Find percentages within a group
Show the percentage of the total salary paid to an individual in a certain department. Take their salary and divide it by the sum of the salary in the department.
Top-N queries
Find the top N highest-paid people or the top N sales by region.
Compute a moving average
Average the current row’s value and the previous N rows values together.
Perform ranking queries
Show the relative rank of an individual’s salary within their department.
Analytical functions are designed to address these issues, greatly enhancing the expressiveness of SQL.
PostgreSQL window functions
A window function performs a calculation across a set of table rows that are somehow related to the current row. This is comparable to the type of calculation that can be done with an aggregate function. But unlike regular aggregate functions, use of a window function does not cause rows to become grouped into a single output row — the rows retain their separate identities. Behind the scenes, the window function is able to access more than just the current row of the query result: it is able to scan all the rows that would be part of the current row’s group according to the grouping specification (PARTITION BY list) of the function call. The syntax of a window function call is one of the following:
function_name ([expression [, expression ... ]]) OVER ( window_definition ) function_name ([expression [, expression ... ]]) OVER window_name function_name ( * ) OVER ( window_definition ) function_name ( * ) OVER window_name
where window_definition has the syntax
[ existing_window_name ] [ PARTITION BY expression [, ...] ] [ ORDER BY expression [ ASC | DESC | USING operator ] [ NULLS { FIRST | LAST } ] [, ...] ] [ frame_clause ]

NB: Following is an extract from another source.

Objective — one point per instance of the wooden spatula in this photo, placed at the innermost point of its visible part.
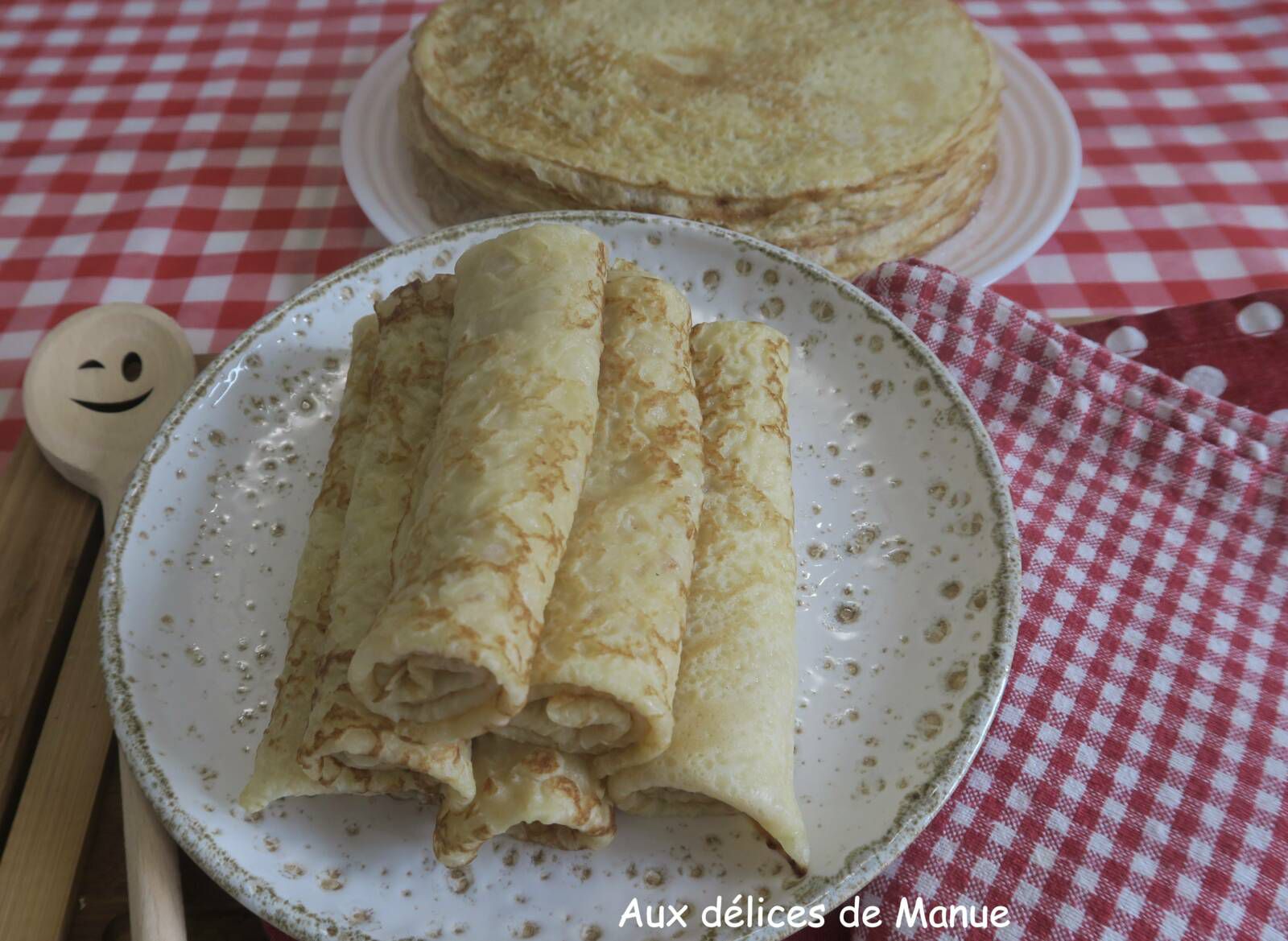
(96, 391)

and the optional frame_clause can be one of
RANGE UNBOUNDED PRECEDING RANGE BETWEEN UNBOUNDED PRECEDING AND CURRENT ROW RANGE BETWEEN UNBOUNDED PRECEDING AND UNBOUNDED FOLLOWING ROWS UNBOUNDED PRECEDING ROWS BETWEEN UNBOUNDED PRECEDING AND CURRENT ROW ROWS BETWEEN UNBOUNDED PRECEDING AND UNBOUNDED FOLLOWING
List of PostgreSQL built-in Windowing Functions:
• row_number() • rank() • dense_rank() • percent_rank() • cume_dist() • ntile(num_buckets integer) • lag(value any [, offset integer [, DEFAULT any ]]) • lead(value any [, offset integer [, DEFAULT any ]]) • first_value(value any) • last_value(value any) • nth_value(value any, nth integer)
In addition to these functions, any built-in or user-defined aggregate function can be used as a window function.
Here is a very simple example that shows how to compare each employee’s salary with the average salary in his or her department:
SELECT depname, empno, salary, avg(salary) OVER (PARTITION BY depname) FROM empsalary; depname | empno | salary | avg -------------------------------------------------- develop | 11 | 5200 | 5020.00 develop | 7 | 4200 | 5020.00 develop | 9 | 4500 | 5020.00 develop | 8 | 6000 | 5020.00 develop | 10 | 5200 | 5020.00 personnel | 5 | 3500 | 3700.00 personnel | 2 | 3900 | 3700.00 sales | 3 | 4800 | 4866.66 sales | 1 | 5000 | 4866.66 sales | 4 | 4800 | 4866.66
There is another important concept associated with window functions: for each row, there is a set of rows within its partition called its window frame. Many window functions act only on the rows of the window frame, rather than of the whole partition. By default, if ORDER BY is supplied then the frame consists of all rows from the start of the partition up through the current row, plus any following rows that are equal to the current row according to the ORDER BY clause. When ORDER BY is omitted, the default frame consists of all rows in the partition. Here is an example using sum:
SELECT salary, sum(salary) OVER (ORDER BY salary) FROM empsalary; salary | sum --------------------- 3500 | 3500 3900 | 7400 4200 | 11600 4500 | 16100 4800 | 25700 4800 | 25700 5000 | 30700 5200 | 41100 5200 | 41100 6000 | 47100
Since there is no PARTITION BY in the OVER clause, the partition is the whole table. The sum is taken from the first (lowest) salary up through the current one, including any duplicates of the current one (notice the results for the duplicated salaries).
In conclusion, window functions provide a great data analysis tool, which PostgreSQL makes available to everyone at no cost.